He rubbed his handkerchief carefully over every article that he replaced in Grahame’s pockets, to remove possible finger-prints. The woods remained very quiet. To be sure, as the effect of the single shot wore away, there were little sounds near by. An old dog squirrel barked reassuringly, and his wife and relations came out of their holes and went about their businesses. A partridge that had frozen into stillness at the sound of the shotgun came to life and darted to a more promising spot. Colby heard it scratching and rustling among the fallen leaves.

It whirred off into nowhere when he picked Grahame up, however, and the squirrels lapsed abruptly into utter silence when his feet crackled on leaves and small branches as he staggered toward the stream with his burden.

Twenty yards, no more. He had seen the glitter of the stream curving toward the footpath before he shot Grahame. It was an unimportant little watercourse, nowhere more than half a dozen paces across, and it murmured and sang pleasantly to itself over its gravelly bed.

Colby went painstakingly down to its margin. He knew exactly where he was and what he was going to do. After a heavy rain the stream ran with a strong current. It was always carving at its banks or making minor changes in them, and at one spot it had undermined the six-foot clay wall which confined it so that a hollow of considerable depth was roofed over only by tree roots and the earth on top of them. Sooner or later that roof would cave in.

It was easy to push the dead body into the hollow, where it was well hidden. Few people ever came near this place, anyhow.
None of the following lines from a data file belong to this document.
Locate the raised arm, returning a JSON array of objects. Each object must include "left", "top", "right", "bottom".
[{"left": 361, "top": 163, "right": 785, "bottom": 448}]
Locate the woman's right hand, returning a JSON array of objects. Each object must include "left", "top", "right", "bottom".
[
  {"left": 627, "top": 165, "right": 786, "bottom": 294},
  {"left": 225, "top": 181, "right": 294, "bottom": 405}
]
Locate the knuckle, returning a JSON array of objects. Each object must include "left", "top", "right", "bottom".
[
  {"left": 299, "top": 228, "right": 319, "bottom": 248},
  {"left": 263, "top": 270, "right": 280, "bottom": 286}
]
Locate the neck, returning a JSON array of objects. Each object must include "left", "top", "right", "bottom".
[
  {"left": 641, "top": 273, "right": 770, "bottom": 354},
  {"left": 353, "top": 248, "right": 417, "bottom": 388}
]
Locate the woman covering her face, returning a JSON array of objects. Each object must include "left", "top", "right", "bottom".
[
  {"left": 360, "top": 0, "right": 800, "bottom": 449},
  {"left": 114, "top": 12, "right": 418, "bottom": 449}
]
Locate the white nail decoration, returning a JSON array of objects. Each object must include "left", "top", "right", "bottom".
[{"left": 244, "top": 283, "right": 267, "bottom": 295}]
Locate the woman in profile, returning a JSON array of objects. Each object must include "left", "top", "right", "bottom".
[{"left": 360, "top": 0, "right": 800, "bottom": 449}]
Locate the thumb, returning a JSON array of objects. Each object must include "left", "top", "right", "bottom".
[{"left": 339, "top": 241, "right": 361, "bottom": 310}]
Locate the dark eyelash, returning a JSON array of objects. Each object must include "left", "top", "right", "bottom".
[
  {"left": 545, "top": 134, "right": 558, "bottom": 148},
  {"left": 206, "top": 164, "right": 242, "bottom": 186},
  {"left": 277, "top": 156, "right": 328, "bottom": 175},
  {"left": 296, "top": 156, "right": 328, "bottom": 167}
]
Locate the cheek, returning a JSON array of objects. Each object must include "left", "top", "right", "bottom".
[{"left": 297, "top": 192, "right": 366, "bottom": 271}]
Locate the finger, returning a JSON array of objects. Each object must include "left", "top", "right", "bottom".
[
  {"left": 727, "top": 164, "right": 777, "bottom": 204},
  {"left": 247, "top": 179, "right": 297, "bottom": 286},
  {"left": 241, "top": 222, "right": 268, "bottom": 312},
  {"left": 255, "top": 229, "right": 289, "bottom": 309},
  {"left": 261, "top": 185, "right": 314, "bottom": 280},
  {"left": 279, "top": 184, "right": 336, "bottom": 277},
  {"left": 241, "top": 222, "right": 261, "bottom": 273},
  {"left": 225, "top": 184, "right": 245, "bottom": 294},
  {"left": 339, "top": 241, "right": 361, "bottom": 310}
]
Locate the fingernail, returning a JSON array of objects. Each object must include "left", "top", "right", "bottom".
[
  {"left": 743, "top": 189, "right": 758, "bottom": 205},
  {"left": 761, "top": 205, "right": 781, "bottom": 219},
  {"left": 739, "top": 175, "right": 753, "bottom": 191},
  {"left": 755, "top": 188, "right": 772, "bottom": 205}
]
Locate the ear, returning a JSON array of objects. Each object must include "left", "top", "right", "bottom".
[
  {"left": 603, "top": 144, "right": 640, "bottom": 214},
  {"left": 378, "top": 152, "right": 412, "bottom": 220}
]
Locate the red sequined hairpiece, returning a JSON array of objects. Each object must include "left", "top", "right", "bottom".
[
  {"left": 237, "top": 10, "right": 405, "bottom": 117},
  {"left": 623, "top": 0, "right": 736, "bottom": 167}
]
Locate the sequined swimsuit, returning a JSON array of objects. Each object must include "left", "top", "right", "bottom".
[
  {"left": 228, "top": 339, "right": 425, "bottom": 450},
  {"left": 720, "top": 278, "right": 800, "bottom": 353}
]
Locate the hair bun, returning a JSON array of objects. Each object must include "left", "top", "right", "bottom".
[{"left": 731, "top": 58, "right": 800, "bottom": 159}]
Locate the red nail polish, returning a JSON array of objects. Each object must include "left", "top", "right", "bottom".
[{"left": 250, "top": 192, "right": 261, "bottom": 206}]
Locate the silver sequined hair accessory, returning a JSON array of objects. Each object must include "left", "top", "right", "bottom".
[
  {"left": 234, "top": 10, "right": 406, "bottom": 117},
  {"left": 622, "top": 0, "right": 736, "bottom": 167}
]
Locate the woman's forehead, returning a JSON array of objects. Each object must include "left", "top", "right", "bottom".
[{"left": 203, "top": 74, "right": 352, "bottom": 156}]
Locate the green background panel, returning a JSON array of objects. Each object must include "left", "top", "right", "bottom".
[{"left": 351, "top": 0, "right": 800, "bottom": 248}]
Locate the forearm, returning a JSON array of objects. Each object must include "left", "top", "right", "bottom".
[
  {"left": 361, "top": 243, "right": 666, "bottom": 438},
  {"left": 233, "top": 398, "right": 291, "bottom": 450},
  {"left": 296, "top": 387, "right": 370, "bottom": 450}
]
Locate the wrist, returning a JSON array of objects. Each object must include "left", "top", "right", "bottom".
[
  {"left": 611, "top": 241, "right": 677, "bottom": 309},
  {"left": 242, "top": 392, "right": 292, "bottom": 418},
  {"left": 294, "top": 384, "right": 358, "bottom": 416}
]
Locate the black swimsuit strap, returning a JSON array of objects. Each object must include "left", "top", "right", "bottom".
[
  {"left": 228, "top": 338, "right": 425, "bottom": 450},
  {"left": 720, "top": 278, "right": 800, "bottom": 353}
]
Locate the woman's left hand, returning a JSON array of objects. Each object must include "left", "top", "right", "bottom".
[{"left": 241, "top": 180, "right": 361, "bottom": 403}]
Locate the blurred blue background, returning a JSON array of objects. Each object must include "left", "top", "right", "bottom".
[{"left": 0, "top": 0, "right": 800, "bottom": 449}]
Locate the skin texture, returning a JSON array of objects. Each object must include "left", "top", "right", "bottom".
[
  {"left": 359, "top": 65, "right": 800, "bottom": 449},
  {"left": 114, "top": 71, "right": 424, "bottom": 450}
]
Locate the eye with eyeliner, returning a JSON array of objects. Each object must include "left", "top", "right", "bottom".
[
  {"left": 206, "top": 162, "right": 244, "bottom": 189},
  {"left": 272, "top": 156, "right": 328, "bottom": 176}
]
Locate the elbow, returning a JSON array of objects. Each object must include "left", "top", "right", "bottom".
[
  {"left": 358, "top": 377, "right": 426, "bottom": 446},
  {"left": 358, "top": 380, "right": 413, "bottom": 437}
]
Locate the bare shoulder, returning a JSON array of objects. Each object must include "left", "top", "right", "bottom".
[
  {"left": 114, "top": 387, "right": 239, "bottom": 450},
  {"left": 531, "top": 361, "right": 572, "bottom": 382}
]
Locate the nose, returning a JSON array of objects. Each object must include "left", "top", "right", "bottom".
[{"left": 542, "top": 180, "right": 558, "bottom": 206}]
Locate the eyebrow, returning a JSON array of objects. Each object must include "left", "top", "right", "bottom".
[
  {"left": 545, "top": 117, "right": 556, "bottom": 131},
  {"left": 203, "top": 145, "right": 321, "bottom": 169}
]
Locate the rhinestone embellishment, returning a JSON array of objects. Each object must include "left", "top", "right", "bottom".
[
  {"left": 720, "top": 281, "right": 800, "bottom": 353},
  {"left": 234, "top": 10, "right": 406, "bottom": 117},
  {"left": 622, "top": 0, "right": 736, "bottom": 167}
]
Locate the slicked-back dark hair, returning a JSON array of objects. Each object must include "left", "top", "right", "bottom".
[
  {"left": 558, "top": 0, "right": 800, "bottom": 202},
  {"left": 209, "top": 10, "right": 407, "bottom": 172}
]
No one would ever dream of creeping in there and risking a cave-in for no purpose. With one single rain of any size, the roof would probably collapse and bury Grahame securely. No one would ever think of looking for a missing man under a cave-in of that sort.

Colby climbed up the bank and tested the roof with his foot. It quivered promisingly. He stamped. He stamped harder. With a sticky thumping of rain-softened earth, it gave way. Small rootlets snapped, falling earth cascaded, and Grahame was safely buried under three feet of soil.

There was absolutely no suspicious sign above. The cave-in looked perfectly natural. No searching party would ever dream of anything hidden under there. No searching party would ever look for Grahame, anyhow. He had come up from Richmond by train, and had ostensibly gone out to hunt with Colby. Colby would explain that as they walked back along the concrete road toward town, a car had come by, headed for Richmond, and in it was an acquaintance of Grahame’s. The man had hailed Grahame and offered a lift, which the latter had taken.

There would be no inquiry, no investigation. There was no need for anything of the sort. It was unlikely that any one in Richmond knew where Grahame had gone.

After Colby had spent twenty minutes clearing away tracks and had carefully dropped one or two blood-spattered leaves into the hollow of a double-trunked poplar, there was absolutely no evidence of a murder anywhere except under that collapsed bank. There was the money in Colby’s pocket, of course, but nobody would know anything about that for a long time—not even Nesbit.

Colby had done his murder in an absolutely perfect way. As you see, this story is instructive.